Why does Iterator define the remove() operation?

Question

In C#, the IEnumerator interface defines a way to traverse a collection and look at the elements. I think this is tremendously useful because if you pass IEnumerable<T> to a method, it's not going to modify the original source.

However, in Java, Iterator defines the remove operation to (optionally!) allow deleting elements. There's no advantage in passing Iterable<T> to a method because that method can still modify the original collection.

remove's optionalness is an example of the refused bequest smell, but ignoring that (already discussed here) I'd be interested in the design decisions that prompted a remove event to be implemented on the interface.

What are the design decisions that led to remove being added to Iterator?

To put another way, what is the C# design decision that explicitly doesn't have remove defined on IEnumerator?

score 8 · Accepted Answer · answered Jul 25 '12 at 11:18

8

Iterator is able to remove elements during iteration. You cannot iterate collection using iterator and remove elements from target collection using remove() method of that collection. You will get ConcurrentModificationException on next call of Iterator.next() because iterator cannot know how exactly the collection was changed and cannot know how to continue to iterate.

When you are using remove() of iterator it knows how the collection was changed. Moreover actually you cannot remove any element of collection but only the current one. This simplifies continuation of iterating.

Concerning to advantages of passing iterator or Iterable: you can always use Collection.unmodifireableSet() or Collection.unmodifireableList() to prevent modification of your collection.

answered Jul 25 '12 at 11:18

AlexR

114,158
16
130
208

`unmodifiableXYZ` is just a runtime thing though, I like static invariants. I was more interested in the design decision that led to `remove` being added and perhaps why C# chose not too. – Jeff Foster Jul 25 '12 at 11:21
The worse thing to use `unmodifiableXYZ` is that if someone passed an `XYZ` that is already wrapped, you may wrap it twice, and you have no way to avoid it unless you use reflection to work it out. Although I believe the implementation would optimize this, it is still looks too bad to me. – Earth Engine Mar 15 '13 at 04:42
Looked at the OpenJDK implementation, it does not seem to avoid any multiple wrapping.
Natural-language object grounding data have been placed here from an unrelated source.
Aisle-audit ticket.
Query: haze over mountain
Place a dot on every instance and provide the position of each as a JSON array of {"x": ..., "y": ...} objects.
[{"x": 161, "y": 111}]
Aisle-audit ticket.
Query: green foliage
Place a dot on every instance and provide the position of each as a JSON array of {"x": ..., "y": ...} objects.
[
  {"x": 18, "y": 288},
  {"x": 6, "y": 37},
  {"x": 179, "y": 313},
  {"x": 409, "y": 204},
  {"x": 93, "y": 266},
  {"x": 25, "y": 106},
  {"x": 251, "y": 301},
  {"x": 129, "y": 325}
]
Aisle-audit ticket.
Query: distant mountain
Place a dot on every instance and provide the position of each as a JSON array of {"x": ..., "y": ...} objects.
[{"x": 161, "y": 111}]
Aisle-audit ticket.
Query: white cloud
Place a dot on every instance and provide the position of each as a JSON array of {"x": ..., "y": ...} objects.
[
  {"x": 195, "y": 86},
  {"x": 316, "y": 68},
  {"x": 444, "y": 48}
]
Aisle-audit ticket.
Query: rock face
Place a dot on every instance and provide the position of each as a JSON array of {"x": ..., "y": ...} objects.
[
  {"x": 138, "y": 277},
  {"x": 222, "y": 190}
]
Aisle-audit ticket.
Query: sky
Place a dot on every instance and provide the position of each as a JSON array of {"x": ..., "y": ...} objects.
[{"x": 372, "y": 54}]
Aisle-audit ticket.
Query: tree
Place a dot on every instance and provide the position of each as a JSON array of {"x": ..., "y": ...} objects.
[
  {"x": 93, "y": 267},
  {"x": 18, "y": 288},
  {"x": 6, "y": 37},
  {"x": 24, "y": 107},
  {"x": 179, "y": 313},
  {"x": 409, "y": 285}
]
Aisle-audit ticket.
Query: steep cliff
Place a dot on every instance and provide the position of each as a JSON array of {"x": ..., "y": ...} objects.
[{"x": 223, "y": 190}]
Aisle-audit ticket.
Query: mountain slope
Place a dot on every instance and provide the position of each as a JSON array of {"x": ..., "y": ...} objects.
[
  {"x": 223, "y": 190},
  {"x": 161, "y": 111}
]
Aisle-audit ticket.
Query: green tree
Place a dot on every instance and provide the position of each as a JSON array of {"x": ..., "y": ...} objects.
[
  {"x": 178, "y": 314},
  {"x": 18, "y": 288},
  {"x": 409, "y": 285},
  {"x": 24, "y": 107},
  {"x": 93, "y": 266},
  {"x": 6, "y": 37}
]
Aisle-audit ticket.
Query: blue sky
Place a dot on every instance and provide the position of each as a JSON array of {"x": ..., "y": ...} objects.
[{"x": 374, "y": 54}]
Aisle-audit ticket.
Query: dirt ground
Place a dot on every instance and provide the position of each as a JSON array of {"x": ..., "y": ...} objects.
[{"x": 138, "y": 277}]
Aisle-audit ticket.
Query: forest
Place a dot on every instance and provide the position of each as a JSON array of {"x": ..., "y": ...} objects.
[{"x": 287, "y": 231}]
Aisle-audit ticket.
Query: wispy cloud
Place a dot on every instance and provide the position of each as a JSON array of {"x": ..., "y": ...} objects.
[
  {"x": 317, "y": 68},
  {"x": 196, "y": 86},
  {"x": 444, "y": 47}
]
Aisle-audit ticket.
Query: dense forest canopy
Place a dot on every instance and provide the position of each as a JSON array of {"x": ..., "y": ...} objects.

That means in a complicated application you may finally wrap a simple `ArrayList` for 100 times or more. – Earth Engine Mar 15 '13 at 04:51

score 2 · Answer 2 · answered Jul 25 '12 at 11:21

It is probably due to the fact that removing items from a collection while iterating over it has always been a cause for bugs and strange behaviour. From reading the documentation it would suggest that Java enforces at runtime remove() is only called once per call to next() which makes me think it has just been added to prevent people messing up removing data from a list when iterating over it.

Stephen C · Answer 3 · 2012-07-25T11:41:30.180

1

There are situations where you want to be able to remove elements using the iterator because it is the most efficient way to do it. For example, when traversing a linked data structure (e.g. a linked list), removing using the iterator is an O(1) operation ... compared to O(N) via the List.remove() operations.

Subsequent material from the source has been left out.